Poisson regression

Hello everyone, this blog is about a regression technique called Poisson regression. Poisson regression is used to model count variables.

Let me explain about count data first..!! It is type of data in which observations can take only non-negative integer values and these integers arise from counting rather than ranking. Count variable is an individual piece of count data.
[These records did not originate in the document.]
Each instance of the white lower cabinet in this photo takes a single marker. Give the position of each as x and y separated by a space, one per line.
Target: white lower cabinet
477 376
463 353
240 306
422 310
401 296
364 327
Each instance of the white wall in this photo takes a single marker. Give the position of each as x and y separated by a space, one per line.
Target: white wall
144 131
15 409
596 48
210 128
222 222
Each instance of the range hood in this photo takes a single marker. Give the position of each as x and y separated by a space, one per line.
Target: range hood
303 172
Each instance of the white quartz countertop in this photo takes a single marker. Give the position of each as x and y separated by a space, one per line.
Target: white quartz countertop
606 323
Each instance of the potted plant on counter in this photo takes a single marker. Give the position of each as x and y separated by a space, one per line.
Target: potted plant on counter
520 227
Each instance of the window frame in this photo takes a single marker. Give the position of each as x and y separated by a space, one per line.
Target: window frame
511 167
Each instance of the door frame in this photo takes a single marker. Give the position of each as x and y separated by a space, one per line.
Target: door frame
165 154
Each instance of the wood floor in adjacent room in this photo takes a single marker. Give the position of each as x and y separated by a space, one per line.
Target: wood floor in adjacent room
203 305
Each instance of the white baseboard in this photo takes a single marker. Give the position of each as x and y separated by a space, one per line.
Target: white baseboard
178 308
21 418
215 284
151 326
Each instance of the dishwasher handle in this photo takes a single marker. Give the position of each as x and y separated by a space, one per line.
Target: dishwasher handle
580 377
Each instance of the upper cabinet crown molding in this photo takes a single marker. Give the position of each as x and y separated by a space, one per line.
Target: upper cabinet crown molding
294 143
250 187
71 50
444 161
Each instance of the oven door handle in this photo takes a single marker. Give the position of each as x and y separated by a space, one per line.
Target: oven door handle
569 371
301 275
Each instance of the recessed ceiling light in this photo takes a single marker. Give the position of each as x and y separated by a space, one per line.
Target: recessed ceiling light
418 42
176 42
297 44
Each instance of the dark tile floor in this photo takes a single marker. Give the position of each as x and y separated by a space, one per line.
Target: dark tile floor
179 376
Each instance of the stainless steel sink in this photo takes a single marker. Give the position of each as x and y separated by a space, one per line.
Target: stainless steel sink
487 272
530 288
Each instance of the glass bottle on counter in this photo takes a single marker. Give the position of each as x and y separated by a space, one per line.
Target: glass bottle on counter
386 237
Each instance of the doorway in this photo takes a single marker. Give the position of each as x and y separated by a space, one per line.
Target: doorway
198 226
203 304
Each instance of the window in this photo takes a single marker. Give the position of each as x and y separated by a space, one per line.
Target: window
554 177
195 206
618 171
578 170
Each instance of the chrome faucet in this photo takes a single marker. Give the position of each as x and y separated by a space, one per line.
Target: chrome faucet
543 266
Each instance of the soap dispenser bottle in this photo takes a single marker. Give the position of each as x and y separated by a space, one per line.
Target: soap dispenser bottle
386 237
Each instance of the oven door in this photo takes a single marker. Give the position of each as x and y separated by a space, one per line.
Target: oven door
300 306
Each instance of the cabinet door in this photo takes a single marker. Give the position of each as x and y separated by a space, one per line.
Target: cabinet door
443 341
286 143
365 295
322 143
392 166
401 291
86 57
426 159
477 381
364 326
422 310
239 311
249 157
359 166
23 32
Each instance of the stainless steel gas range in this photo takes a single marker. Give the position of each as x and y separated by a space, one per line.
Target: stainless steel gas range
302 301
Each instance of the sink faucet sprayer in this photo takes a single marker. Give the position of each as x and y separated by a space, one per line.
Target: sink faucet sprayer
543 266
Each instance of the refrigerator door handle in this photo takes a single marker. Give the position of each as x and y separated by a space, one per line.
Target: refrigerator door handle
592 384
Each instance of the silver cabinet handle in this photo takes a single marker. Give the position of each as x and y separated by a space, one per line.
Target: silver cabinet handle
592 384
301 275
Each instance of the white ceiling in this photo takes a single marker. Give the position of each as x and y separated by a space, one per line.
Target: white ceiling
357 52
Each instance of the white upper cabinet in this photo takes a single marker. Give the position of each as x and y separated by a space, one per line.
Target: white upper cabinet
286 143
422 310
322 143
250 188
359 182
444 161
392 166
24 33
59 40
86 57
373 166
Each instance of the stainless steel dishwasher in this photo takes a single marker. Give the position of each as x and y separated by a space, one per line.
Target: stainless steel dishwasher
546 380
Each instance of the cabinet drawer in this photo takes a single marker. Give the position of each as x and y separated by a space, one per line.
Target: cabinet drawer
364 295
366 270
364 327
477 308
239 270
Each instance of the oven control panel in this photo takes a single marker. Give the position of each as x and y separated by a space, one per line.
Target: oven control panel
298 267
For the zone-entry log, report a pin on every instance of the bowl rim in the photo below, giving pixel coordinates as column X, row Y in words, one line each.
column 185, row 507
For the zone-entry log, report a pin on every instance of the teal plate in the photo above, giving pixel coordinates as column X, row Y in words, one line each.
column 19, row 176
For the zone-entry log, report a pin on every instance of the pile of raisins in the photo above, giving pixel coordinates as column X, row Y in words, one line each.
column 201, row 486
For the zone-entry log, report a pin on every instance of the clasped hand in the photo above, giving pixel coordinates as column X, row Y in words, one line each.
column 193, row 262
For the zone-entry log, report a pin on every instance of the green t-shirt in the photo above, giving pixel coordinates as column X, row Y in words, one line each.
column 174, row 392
An example of where Poisson regression can be used will help you understand better; Poisson regression can be used to estimate number of people in line in front of you at the grocery store. Predictors may include the number of items currently offered at a special discounted price and whether a special event (e.g., a holiday, a big sporting event) is a few days away.
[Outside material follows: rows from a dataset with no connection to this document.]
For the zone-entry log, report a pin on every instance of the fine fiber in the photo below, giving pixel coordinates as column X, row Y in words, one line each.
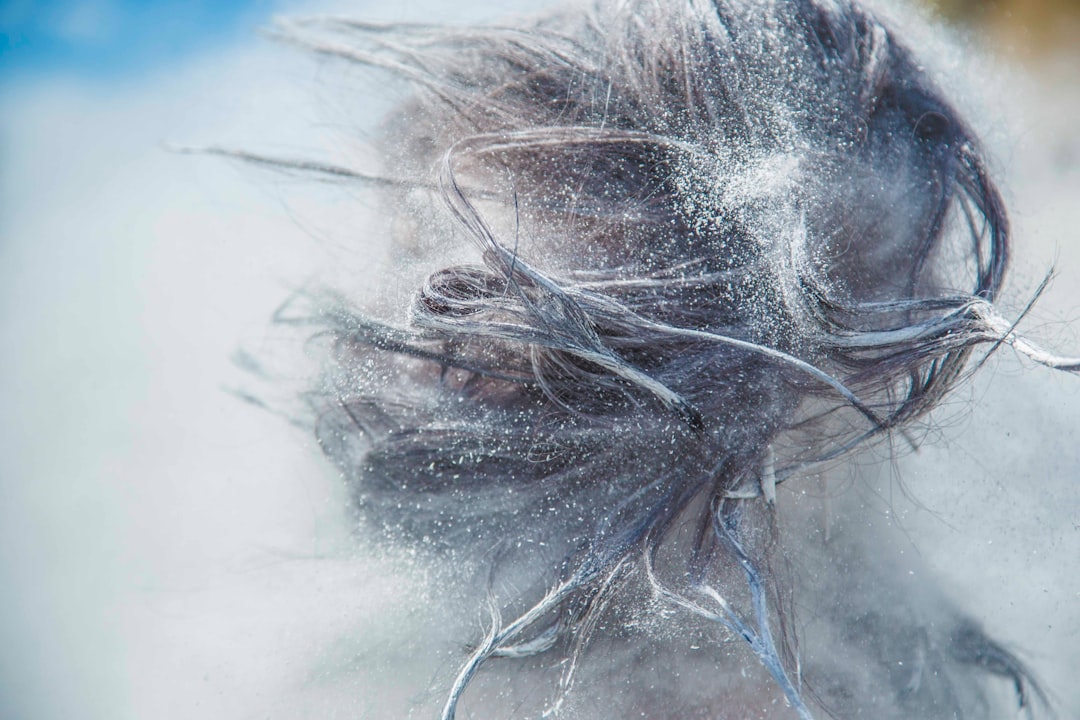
column 683, row 253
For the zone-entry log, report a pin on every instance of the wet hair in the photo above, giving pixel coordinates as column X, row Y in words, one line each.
column 717, row 244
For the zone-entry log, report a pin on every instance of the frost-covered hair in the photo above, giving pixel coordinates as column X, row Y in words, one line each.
column 717, row 244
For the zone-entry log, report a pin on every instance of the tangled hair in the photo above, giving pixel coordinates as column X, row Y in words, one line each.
column 720, row 242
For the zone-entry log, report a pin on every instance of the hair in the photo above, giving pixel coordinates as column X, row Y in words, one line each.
column 717, row 244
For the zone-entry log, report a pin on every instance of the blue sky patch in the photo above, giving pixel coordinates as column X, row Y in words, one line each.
column 112, row 38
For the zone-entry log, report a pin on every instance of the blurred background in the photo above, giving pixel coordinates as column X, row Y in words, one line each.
column 167, row 549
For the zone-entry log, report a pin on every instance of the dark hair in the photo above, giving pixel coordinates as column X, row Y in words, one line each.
column 719, row 243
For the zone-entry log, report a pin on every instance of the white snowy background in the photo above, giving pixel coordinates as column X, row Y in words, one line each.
column 167, row 551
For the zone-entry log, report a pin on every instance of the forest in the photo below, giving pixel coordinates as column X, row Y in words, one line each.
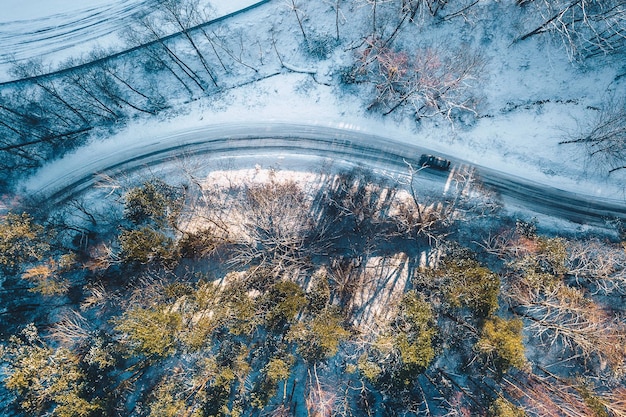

Difference between a Poisson regression and a linear regression is that the linear regression assumes that true values of dependent variable are distributed normally around the expected value and can take any real, positive, negative or fractional value.

Whereas Poisson regression is used to model count of events and typical scenarios are no: of orders placed by a customer in a time frame or no: of visits to the website by an individual user.
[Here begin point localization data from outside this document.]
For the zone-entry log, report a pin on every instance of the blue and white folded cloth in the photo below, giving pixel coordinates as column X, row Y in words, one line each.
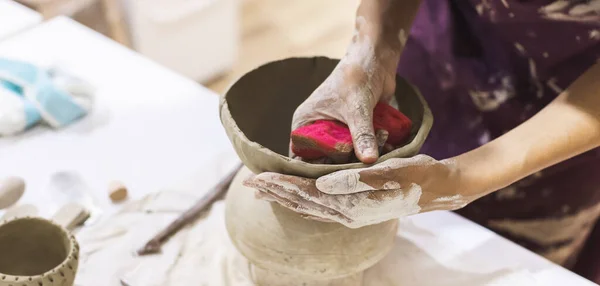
column 30, row 95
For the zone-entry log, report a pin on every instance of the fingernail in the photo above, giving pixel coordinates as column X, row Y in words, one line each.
column 368, row 149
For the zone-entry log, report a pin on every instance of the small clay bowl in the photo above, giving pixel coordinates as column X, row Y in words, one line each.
column 37, row 252
column 257, row 115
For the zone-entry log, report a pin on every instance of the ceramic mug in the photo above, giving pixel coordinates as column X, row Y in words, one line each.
column 37, row 252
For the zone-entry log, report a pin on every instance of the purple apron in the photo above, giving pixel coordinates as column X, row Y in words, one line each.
column 486, row 66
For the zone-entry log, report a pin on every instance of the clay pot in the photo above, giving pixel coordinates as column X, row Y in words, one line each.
column 286, row 249
column 282, row 247
column 36, row 252
column 257, row 115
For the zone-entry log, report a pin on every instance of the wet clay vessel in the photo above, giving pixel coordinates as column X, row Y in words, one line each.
column 257, row 111
column 36, row 252
column 282, row 247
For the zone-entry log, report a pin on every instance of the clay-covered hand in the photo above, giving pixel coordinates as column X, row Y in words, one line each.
column 350, row 93
column 359, row 197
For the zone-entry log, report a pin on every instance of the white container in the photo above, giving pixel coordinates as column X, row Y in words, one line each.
column 196, row 38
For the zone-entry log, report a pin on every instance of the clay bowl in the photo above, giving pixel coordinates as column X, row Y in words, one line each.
column 282, row 247
column 35, row 251
column 257, row 114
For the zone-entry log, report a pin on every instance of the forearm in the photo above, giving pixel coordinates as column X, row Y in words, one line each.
column 385, row 24
column 567, row 127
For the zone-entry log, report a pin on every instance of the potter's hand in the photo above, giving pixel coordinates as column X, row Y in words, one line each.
column 349, row 95
column 359, row 197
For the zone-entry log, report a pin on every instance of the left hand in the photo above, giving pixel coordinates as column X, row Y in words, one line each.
column 360, row 197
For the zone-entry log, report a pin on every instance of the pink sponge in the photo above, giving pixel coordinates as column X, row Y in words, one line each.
column 393, row 121
column 332, row 139
column 323, row 138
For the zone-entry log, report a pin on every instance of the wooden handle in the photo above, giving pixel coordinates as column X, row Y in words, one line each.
column 216, row 193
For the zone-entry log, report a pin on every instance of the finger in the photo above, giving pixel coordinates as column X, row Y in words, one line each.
column 343, row 182
column 316, row 218
column 360, row 122
column 381, row 136
column 298, row 204
column 398, row 173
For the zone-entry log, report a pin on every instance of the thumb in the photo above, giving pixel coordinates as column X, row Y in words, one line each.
column 360, row 123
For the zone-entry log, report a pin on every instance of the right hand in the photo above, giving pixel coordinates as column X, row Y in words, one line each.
column 363, row 77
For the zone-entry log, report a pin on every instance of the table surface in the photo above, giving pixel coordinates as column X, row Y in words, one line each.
column 15, row 18
column 156, row 130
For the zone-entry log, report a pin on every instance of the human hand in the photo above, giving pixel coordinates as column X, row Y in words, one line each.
column 360, row 197
column 349, row 95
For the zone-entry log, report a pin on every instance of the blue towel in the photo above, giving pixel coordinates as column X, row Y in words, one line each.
column 29, row 95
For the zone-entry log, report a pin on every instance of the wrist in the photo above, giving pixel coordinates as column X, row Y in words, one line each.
column 485, row 170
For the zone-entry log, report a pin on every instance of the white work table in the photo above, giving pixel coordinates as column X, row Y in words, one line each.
column 156, row 130
column 15, row 18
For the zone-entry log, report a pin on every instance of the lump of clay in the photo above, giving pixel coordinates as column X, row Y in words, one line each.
column 333, row 140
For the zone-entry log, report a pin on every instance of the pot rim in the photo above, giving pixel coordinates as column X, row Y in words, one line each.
column 415, row 143
column 72, row 255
Now let’s discuss how to create a Poisson regression model using R.

I will use the data on the distribution of 3605 individual trees of Beilschmiedia pendula(a tree species) in 500 x 1000 m forest plot in Panama. The dataset is freely available as a part of the R’s spatstat library.

Step 1:  loading the data and plotting it for better understanding.

install.packages(“spatstat”)

library(spatstat)

library(raster)

library(sp)

plot(bei$x, bei$y, pch = 19, cex = 0.5, main = “Spatial distribution of individuals in the 50-ha Barro Colorado plot”,

xlab = “x coordinate [m]”, ylab = “y coordinate [m]”, frame = FALSE)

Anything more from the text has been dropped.